Keeping in mind the prevailing economic difficulties the economic mangers seemed to have made some major miscalculations in the federal budget 2011-2012.
The fiscal targets set by the Federal government, in particular the fiscal deficit of four per cent (Rs851 billion) and economic growth rate of 4.5 per cent of Gross Domestic Products (GDP) are seen by many analysts as ambitious. This analysis is based on macroeconomic indicators which have traditionally been marked by fiscal indiscipline. In the new federal budget proposal the government has envisioned the country’s economy to grow at 4.5 per cent, whereas the ever-widening fiscal deficit has been estimated at four per cent. The declared modus operandi to achieve the fiscal deficit-related target, the analysts say, would inevitably reflect adversely on the government’s efforts to help the ailing flood-hit economy to grow at a pace of 4.5 percent.

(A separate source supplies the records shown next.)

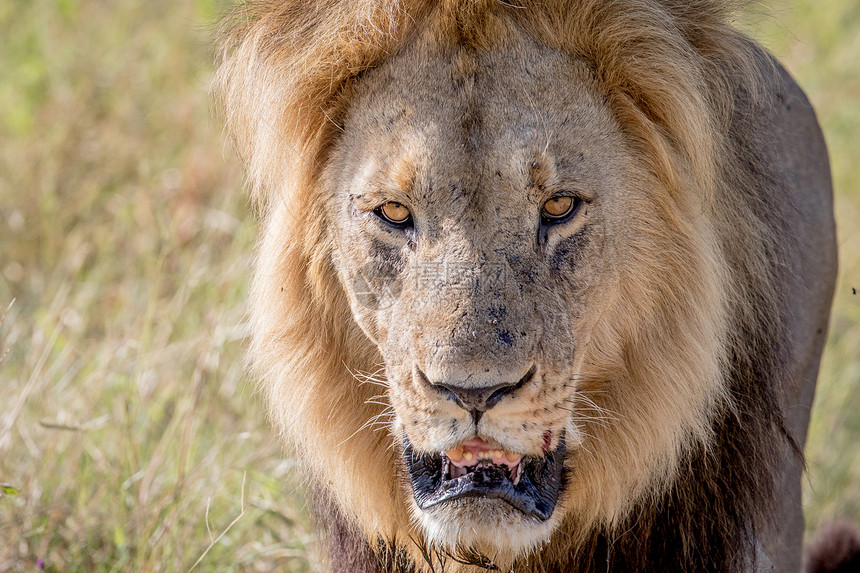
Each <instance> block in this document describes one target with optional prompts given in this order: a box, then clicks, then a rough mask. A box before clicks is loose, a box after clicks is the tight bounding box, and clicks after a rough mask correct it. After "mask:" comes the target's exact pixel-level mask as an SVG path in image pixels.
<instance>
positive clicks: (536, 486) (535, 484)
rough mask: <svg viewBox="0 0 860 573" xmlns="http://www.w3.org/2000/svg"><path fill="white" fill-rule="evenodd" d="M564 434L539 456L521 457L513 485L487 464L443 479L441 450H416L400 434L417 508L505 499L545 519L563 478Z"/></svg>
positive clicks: (562, 479) (509, 501)
mask: <svg viewBox="0 0 860 573" xmlns="http://www.w3.org/2000/svg"><path fill="white" fill-rule="evenodd" d="M565 451H566V448H565V444H564V438H563V437H562V439H560V440H559V444H558V447H556V449H555V450H554V451H552V452H547V453H546V454H545V455H544V456H542V457H529V458H523V460H522V462H521V470H520V471H521V474H520V478H519V482H518V483H517V484H516V485H514V484H513V483H512V482H511V480H510V479H509V477H508V474H507V473H506V472H504V471H502V469H501V468H497V467H494V466H492V465H487V466H486V467H480V468H478V469H476V470H475V471H473V472H472V473H469V474H467V475H465V476H462V477H459V478H457V479H450V480H446V479H445V475H444V473H445V472H444V467H443V466H444V459H443V456H442V455H441V454H434V453H418V452H415V451H414V450H413V449H412V444H411V443H410V442H409V438H408V437H406V436H404V437H403V457H404V460H405V461H406V467H407V469H408V471H409V478H410V480H411V482H412V492H413V495H414V496H415V502H416V503H417V504H418V507H420V508H421V509H425V510H426V509H429V508H431V507H433V506H436V505H439V504H443V503H447V502H452V501H454V500H458V499H465V498H490V499H499V500H501V501H504V502H506V503H507V504H508V505H510V506H511V507H513V508H515V509H517V510H519V511H521V512H522V513H524V514H525V515H528V516H530V517H534V518H536V519H538V520H540V521H546V520H547V519H549V518H550V516H551V515H552V512H553V510H554V509H555V504H556V502H557V501H558V496H559V493H560V492H561V487H562V483H563V479H564V454H565Z"/></svg>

While foreign financing in a country struggling to keep terrorists at bay is expected to remain dismal, the cash-strapped government, as it did in the outgoing FY11, would look to rely heavily on (some say by 84 per cent) on domestic sources for meeting the gap of Rs851 billion for fiscal deficit in FY12. These domestic sources are none other than the central and commercial banks whose budgetary credit to the fund-starved government, according to State Bank figures, totaled at Rs622.128 billion during July-May 28, FY11, which was almost double the amount of funds given in the corresponding period last year. A renewed spate of government bank borrowings in FY12, the analysts fear, would lead to a complete crowding out of the private sector that would reflect negatively on the economic growth of the country. According to SBP data, the risk-averse banks lending to the private sector are witnessing a declining trend as the first 11 months of FY11 saw the credit to private sector standing at Rs102.47 billion; Rs1029 million less than the amount lent during the same perioud in FY10.

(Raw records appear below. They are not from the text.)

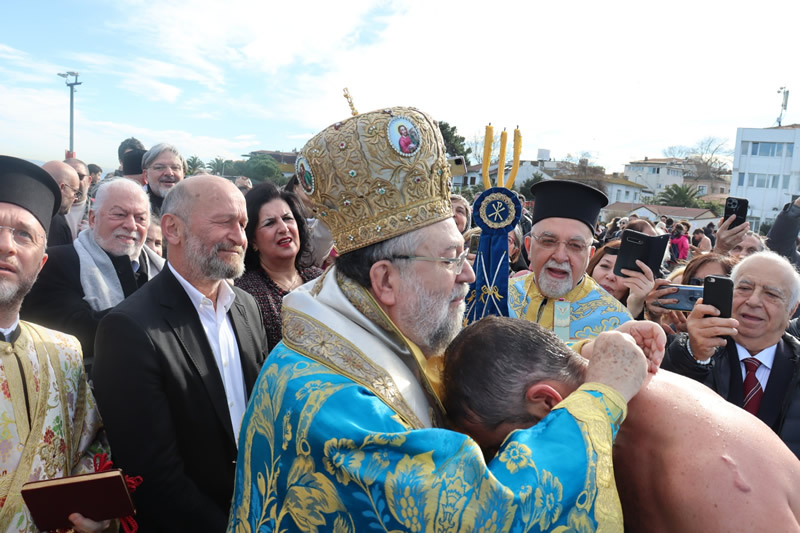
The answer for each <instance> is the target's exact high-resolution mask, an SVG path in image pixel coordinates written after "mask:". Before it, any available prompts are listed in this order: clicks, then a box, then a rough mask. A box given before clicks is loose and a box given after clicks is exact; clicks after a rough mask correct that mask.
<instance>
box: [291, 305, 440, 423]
mask: <svg viewBox="0 0 800 533" xmlns="http://www.w3.org/2000/svg"><path fill="white" fill-rule="evenodd" d="M283 342H284V344H286V345H287V346H288V347H289V348H291V349H293V350H295V351H297V352H300V353H301V354H304V355H306V356H307V357H310V358H311V359H313V360H315V361H318V362H320V363H322V364H324V365H326V366H329V367H330V368H332V369H334V370H335V371H336V372H338V373H340V374H342V375H344V376H346V377H348V378H349V379H352V380H353V381H355V382H356V383H360V384H362V385H364V386H365V387H367V388H368V389H370V390H371V391H372V392H373V393H374V394H375V395H376V396H377V397H378V398H380V399H381V400H383V401H384V402H385V403H386V405H388V406H389V407H390V408H391V409H392V410H394V411H395V412H397V413H398V414H399V415H400V416H402V417H403V419H404V420H405V422H404V423H405V424H406V425H410V426H411V427H414V428H422V427H424V424H423V423H422V422H421V421H420V420H419V418H418V417H417V415H415V414H414V412H413V410H412V409H411V407H409V406H408V404H407V403H406V401H405V398H403V395H402V393H401V392H400V391H399V389H398V388H397V385H396V384H395V383H394V380H393V379H392V378H391V376H390V375H389V374H387V373H386V371H385V370H384V369H383V368H380V367H379V366H377V365H375V364H374V363H373V362H372V361H370V360H369V358H367V357H366V356H365V355H364V354H362V353H361V351H360V350H359V349H358V348H356V347H355V346H354V345H353V344H352V343H350V342H349V341H347V340H346V339H344V338H343V337H341V336H339V335H337V334H336V333H335V332H334V331H332V330H330V329H329V328H327V327H326V326H325V325H324V324H322V323H320V322H319V321H317V320H315V319H313V318H312V317H310V316H308V315H306V314H304V313H301V312H299V311H297V310H295V309H287V308H286V307H284V322H283Z"/></svg>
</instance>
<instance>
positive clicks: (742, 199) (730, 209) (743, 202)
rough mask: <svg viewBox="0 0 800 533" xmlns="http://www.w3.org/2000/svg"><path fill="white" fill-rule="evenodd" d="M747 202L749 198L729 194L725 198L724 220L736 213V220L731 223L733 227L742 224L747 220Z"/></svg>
mask: <svg viewBox="0 0 800 533" xmlns="http://www.w3.org/2000/svg"><path fill="white" fill-rule="evenodd" d="M747 204H748V201H747V198H736V197H734V196H729V197H728V198H727V199H726V200H725V215H724V220H728V219H729V218H730V217H731V216H733V215H736V220H734V221H733V223H732V224H731V228H735V227H736V226H741V225H742V224H744V223H745V222H746V221H747Z"/></svg>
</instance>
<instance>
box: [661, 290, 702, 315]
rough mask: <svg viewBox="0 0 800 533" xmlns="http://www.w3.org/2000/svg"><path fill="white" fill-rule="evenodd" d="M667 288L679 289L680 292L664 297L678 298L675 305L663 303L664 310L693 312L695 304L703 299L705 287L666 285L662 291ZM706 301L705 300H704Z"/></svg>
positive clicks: (677, 290)
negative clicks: (672, 310)
mask: <svg viewBox="0 0 800 533" xmlns="http://www.w3.org/2000/svg"><path fill="white" fill-rule="evenodd" d="M667 287H677V288H678V290H677V291H676V292H674V293H672V294H667V295H666V296H664V298H665V299H672V298H677V299H678V301H677V302H675V303H661V304H659V305H661V307H663V308H664V309H673V310H675V311H691V310H692V309H694V304H696V303H697V300H698V299H699V298H703V287H698V286H697V285H664V286H663V287H661V288H662V289H666V288H667ZM703 301H705V299H704V300H703Z"/></svg>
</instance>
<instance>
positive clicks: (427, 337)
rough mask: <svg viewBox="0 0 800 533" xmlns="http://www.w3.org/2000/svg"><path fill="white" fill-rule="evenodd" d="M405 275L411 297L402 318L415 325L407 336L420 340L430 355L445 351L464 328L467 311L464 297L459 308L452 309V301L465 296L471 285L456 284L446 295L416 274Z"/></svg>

“Absolutely, the achievement of 4.5 per cent GDP growth target would be at risk as growth comes from the private sector and not the public sector,” said Asfar Bin Shahid, an analyst. The analyst believes that present credit availability for private sector is hitting the lowest level in the country as banks are investing more and more in the risk-free and heavily-weighted government papers. “The private sector is finding no money to invest. The darkest aspect is that the government is spending this money on the State Owned Enterprises (SOEs) which have shown deterioration in their productivity, marketing and structure over the years,” Shahid noted with concern. He said the SOEs were overloaded and breathing hard under additional labor force employed on the basis of their political affiliations. “The banks’ funding (to SOEs) is gradually converting into loss… you cannot recover it,” the analyst said and added that: “4.5 per cent GDP growth would be difficult to achieve.”
There are, however, indications that the government is trying to lessen the volume of banks lending to the deteriorating SOEs or Public Sector Enterprises that contracted phenomenally to Rs18.243 billion during July-May FY11 from last year’s Rs68.942 billion.

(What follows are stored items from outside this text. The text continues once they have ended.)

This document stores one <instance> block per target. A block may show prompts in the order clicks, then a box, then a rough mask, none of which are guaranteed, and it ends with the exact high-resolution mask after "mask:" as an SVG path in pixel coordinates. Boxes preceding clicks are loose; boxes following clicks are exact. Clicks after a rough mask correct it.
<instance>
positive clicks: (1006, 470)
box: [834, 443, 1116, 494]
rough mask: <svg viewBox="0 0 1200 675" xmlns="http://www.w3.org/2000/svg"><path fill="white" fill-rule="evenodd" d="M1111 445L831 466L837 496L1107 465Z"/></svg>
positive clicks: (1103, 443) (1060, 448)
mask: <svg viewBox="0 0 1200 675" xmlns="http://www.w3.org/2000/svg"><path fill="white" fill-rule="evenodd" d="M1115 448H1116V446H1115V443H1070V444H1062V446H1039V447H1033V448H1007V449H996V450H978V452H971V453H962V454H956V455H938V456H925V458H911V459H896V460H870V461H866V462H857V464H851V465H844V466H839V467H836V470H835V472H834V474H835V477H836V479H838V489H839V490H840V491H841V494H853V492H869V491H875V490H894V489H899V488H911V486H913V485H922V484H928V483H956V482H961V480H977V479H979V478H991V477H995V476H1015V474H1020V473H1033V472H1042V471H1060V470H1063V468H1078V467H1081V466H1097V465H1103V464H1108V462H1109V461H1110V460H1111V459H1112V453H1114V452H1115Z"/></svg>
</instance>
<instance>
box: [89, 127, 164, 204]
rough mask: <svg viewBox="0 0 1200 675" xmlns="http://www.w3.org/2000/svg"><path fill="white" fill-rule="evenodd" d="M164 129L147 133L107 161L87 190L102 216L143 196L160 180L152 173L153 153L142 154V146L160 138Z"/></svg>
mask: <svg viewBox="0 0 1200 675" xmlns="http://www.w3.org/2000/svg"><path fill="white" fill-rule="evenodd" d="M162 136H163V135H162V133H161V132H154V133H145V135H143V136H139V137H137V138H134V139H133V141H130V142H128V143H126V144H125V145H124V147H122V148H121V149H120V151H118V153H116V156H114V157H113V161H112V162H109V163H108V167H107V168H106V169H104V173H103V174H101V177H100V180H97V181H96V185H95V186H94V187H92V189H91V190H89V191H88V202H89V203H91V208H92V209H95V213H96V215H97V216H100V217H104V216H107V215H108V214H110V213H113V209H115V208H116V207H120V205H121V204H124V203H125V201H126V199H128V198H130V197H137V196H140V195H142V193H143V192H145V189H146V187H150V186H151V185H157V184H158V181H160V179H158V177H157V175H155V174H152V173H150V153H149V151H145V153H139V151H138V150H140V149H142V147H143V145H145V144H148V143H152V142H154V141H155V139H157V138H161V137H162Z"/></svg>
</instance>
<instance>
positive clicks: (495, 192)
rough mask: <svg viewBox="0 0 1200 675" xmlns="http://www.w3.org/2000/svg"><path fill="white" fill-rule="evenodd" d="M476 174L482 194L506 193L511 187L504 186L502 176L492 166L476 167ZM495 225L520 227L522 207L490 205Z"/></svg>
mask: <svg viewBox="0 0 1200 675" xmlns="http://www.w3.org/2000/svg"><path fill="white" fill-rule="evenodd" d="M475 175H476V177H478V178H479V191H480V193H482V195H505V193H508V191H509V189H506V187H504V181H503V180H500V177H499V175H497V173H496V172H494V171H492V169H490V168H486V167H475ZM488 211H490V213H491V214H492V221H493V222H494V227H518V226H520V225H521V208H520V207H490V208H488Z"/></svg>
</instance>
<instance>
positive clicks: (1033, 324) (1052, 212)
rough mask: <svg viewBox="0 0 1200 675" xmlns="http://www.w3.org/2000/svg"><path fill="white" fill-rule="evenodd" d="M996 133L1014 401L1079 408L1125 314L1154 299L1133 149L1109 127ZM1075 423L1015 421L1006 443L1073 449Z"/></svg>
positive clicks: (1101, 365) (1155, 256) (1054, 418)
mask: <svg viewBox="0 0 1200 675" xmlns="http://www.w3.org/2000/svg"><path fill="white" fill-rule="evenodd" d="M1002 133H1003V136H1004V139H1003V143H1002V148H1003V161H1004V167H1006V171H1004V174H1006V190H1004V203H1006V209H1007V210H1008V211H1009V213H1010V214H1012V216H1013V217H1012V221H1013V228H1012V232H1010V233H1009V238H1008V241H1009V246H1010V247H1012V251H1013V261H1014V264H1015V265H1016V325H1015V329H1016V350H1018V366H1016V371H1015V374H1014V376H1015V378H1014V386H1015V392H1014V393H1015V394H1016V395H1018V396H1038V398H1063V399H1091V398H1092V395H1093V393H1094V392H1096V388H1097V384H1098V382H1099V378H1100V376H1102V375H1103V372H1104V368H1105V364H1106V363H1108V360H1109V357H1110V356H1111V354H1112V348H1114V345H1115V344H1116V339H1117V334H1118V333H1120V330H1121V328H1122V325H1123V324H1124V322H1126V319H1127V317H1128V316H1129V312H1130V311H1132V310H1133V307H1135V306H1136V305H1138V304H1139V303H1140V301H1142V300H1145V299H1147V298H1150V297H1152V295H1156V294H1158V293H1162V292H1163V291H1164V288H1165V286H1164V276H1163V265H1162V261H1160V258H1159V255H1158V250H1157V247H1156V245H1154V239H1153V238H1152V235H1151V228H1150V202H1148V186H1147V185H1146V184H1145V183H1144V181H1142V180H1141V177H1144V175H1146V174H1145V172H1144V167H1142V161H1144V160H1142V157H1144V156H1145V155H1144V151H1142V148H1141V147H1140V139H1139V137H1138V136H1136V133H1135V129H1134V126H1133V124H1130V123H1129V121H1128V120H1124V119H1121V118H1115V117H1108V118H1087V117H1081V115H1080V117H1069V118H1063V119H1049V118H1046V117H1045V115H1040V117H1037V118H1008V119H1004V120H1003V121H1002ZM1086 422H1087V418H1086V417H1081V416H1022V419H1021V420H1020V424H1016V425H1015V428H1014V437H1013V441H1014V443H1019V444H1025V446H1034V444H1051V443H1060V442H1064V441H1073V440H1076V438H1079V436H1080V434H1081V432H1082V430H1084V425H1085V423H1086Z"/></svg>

This, however, is not the case when it comes to government borrowings from the commercial banks that during this period remained exorbitant amounting up to Rs489.560 billion against Rs204.758 billion of the corresponding period last year. This amount is in addition to the government’s “inflationary” borrowing of Rs132.568 billion from the state bank during the said months.
Throughout FY11 these mammoth budgetary borrowings by the government kept the private sector, which generates economic activity and is therefore considered to be the real source of growth, at bay.
“The increased borrowings of government to meet its budget deficit led to the crowding out of the private sector,” Sindh Finance Minister Murad Ali Shah conceded while unveiling the provincial budget for FY12 at Sindh assembly last Friday. He went on to reveal that the private sector investments, as a proportion of economy in Pakistan, were at their lowest in the last 4 decades. “There is hardly any job creation in private sector to absorb our ever-increasing population of youth,” he added. “With higher reliance on domestic sources, the government will either cause inflation (through SBP borrowing) or would create a crowding out effect through commercial bank borrowing,” said Nauman Khan of Topline Securities. This means that besides crowding out of the private economy, the government’s heavy budgetary reliance on the banking system would also thwart Islamabad’s latest calculations for inflation which is already a staggering 15 percent. The analyst said: “Either way the government would advocate the central bank to keep the interest rate levels elevated.” About the economic growth target, Khan said the “buoying” fiscal deficit would more certainly force the cash-strapped government to curtail its developmental spending that would in turn reduce “impute for economic growth in the country.” Last year too, the country was unable to meet its four per cent economic growth target by 1.5 percent owing to, what Federal Finance Minister Hafeez Sheikh said was, the economic danger the country was facing since 2008. he made the statement while talking to media after the launch of the economic survey 2010-11 in Islamabad, If all goes well with foreign financing and management of natural disasters any shortcoming in the achievement of fiscal targets would be caused by none other than the government itself.